At that time, the investigators were interested in the potential to use this to aid early cancer detection. But one of the benefits of the company's platform, Lin said this week, is that it can analyze not only cancer signals but the full landscape of cell-free DNA, both tumor- and non-tumor-derived.

Although the currently available clinical tests for immunotherapy response prediction focus on signals associated with a tumor itself, the precision oncology research community has long hypothesized that because immunotherapy response depends on a complex interaction between a tumor and the immune system, combined approaches that measure both tumor-associated and innate immune factors would be needed to predict patient response with the highest possible accuracy.

Immune checkpoint inhibition has improved clinical outcomes for multiple cancers, including the three tumor types Freenome focused on, but despite this success, significant numbers of patients fail to respond robustly or at all. Meanwhile, although current biomarkers like PD-L1 expression and tumor mutational burden are predictive enough to meet the threshold for clinical adoption, they only explain some of this divergence in response.

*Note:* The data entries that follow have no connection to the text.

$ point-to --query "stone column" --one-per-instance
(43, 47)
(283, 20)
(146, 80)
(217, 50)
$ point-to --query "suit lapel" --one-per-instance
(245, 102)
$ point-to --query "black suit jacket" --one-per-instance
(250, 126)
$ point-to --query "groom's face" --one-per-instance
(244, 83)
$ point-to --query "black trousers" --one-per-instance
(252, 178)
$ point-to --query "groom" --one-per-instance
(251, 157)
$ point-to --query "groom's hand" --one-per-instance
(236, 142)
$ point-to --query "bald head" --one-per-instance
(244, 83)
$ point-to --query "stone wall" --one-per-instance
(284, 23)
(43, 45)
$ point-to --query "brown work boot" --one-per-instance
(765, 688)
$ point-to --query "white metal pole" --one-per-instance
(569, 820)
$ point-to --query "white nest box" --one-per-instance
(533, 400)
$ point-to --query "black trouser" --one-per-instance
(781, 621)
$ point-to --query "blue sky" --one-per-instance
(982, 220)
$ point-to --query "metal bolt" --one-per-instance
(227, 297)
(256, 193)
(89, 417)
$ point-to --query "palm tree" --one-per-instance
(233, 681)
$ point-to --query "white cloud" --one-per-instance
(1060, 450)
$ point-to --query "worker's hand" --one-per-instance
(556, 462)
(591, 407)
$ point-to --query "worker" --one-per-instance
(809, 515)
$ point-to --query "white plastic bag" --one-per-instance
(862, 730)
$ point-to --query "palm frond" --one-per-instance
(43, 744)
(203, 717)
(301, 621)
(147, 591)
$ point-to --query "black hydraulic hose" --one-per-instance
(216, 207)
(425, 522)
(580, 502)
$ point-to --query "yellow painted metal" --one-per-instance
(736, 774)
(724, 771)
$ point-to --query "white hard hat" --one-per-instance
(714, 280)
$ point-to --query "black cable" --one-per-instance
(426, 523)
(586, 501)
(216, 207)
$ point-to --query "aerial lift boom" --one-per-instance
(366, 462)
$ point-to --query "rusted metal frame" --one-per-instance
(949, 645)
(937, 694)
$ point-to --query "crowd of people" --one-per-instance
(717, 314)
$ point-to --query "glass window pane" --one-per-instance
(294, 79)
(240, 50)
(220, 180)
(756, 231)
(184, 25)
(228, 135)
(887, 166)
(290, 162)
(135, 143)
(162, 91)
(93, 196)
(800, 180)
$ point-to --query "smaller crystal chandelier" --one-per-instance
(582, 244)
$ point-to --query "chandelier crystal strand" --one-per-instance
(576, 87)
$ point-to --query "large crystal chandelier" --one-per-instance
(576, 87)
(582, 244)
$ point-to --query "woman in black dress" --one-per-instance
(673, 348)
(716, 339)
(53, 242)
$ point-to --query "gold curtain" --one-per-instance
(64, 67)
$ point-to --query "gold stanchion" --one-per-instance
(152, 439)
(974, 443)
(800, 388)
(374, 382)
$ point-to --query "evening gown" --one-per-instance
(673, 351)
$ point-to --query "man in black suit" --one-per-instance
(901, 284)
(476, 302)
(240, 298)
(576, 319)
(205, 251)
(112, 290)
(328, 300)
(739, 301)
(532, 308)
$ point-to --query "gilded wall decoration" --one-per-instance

"Because we're using whole-genome sequencing of cell-free DNA, we can actually do almost an estimated sort of expression analysis … by looking at what parts of genes are actually in the blood and which ones are protected and thus are not being expressed. Then we can look at these … potential immune or stromal signals that are related to immune checkpoint inhibition response," Lin said, describing Freenome's methodology.

In the study, the company identified 13 transcription factors and 269 genes, which they linked to ICI treatment resistance and response that were present across the 126-patient cohort. These signals indicated a potential pathway of resistance through JAK/STAT signaling and a possible signature of response linked to epithelial-mesenchymal transition.

"This was an exploratory study obviously, so the next step is to replicate that in a larger cohort and to do a prospective study to be able to validate these results," Lin said.

Realistically, developing such diagnostics would probably have to wait for the completion of Freenome's efforts in early colorectal cancer detection, where the company is racing several competitors, including Guardant Health and Exact Sciences.

According to Lin, the firm's prospective PREEMPT trial, which is intended to support a bid for US Food and Drug Administration approval, is going well. "We're still recruiting, but internally of course, we are also scaling up our efforts to be ready for not only reading out [the] trial but for commercial rollout of the test," he said.

The company shared some data from its AI-EMERGE trial earlier this year at the ASCO-GI meeting, showing that its blood-based test could detect not only early-stage colon tumors but also the high-risk precancerous lesions that are found and removed during colonoscopy.

Investigators analyzed blood samples from colonoscopy-confirmed advanced adenomas and negative controls, applying its analysis pipeline to derive a signal to differentiate the two. The resulting predictor showed 41 percent sensitivity and 90 percent specificity, a performance comparable to that of existing stool-based tests, the authors wrote.

Freenome CEO Gabriel Ott has said previously that the company expects to meet its goal of completing the PREEMPT trial by the end of 2021, and Lin said that with that pathway solidified, there is new energy to move on multiple new fronts.

"We built our company as platform-based, which means we can apply [our technology] to early cancer screening, but we can also apply it to many other indications, whether it's as we've shown now in terms of response prediction, [or in other ways] throughout the entire patient journey … so we're very excited [to continue to show] that the platform is flexible and robust and can be applied to multiple different problems beyond CRC early detection," he said.